Tak mampu kugambarkan bagaimana besar artinya dia buatku. 22 tahun ia dengan setia mendampingiku, tak ada bandingan, walau kini ia sedang tak berdaya karena sakit yang ia derita. Sejak isteri divonis menderita kanker otak dua tahun lalu, fikiranku memang tak tenang. Permintaan beberapa murid untuk diajar les tambahan,terpaksa tak bisa dipenuhi, aku tak bisa konsentrasi, Jumiati begitu berarti buat kami. Selagi sempat aku selalu ingin berada dekatnya, menikmati kebersamaan dengannya. Aku tak sanggup membayangkan kehilangan dia. Begitupun dengan ketiga anakku, mereka bak matahariku, sumber kekuatanku, karena mereka pula aku ikhlas menjalani kerasnya hidup ini. Si sulung, Hidayatul Aulia, telah lulus SMA, aku terharu ketika ia memutuskan tak kuliah, memberi jalan buat kedua adiknya meneruskan sekolahnya.
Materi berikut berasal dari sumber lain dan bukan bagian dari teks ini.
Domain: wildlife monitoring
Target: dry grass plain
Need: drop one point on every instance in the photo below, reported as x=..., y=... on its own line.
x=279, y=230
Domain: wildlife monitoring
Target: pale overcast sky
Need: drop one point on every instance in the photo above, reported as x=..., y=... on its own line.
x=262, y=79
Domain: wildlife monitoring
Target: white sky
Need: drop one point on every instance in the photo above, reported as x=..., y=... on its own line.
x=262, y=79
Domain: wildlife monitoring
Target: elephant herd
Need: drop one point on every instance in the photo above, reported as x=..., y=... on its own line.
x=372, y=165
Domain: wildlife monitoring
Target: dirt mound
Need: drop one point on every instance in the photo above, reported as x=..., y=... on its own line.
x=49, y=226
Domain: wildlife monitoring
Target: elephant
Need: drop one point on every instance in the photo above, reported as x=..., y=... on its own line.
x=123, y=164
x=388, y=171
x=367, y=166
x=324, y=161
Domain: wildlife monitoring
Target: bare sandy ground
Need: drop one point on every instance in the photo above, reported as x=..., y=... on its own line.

Yang kedua Ridwan Abimanyu, saat ini sedang kuliah di Universitas Islam Negeri Syarif Hidayatullah jurusan perbandingan agama, aku sangat bangga melihat semangat belajarnya. Lalu si bungsu Mirma Yunita, barumasuk pesantren dekat rumahku. Aku ingin kehidupan mereka kelak, lebih baik dari kami orang tuanya. Lingkungan tempat tinggal kami, sebenarnya tidak mendukung. Kotor dan tak baik buat kesehatan, paling tidak itulah yang kami sekeluarga rasakan. Tak hanya isteriku yang sakit, ketiga anakkupun sebenarnya mengalami gangguan kesehatan. Tapi kami memang tak punya pilihan.
Hidup ini memang sebuah perjalanan, penuh liku dan terjal. Andai saja aku punya pilihan, ingin rasanya aku pindah ke lingkungan yang lebih baik. Kadang aku seperti berkhayal, membayangkan kehidupan yang lebih baik. Tinggal di lingkungan yang bersih, memiliki rumah yang memadai. Dan, ah..sudahlah, aku sudah melupakan impianku diangkat menjadi pegawai negeri, walau kadang obsesi itu masih saja kerap melintas dibenakku. Kini semua kupasrahkan kepada Tuhan. Bagiku, Tuhan telah berbuat yang terbaik untukku. Walau begitu, aku kerap mengadukan semua keluh kesahku kepadanya, aku menemukan kedamaian saat merasa dekat dengannya.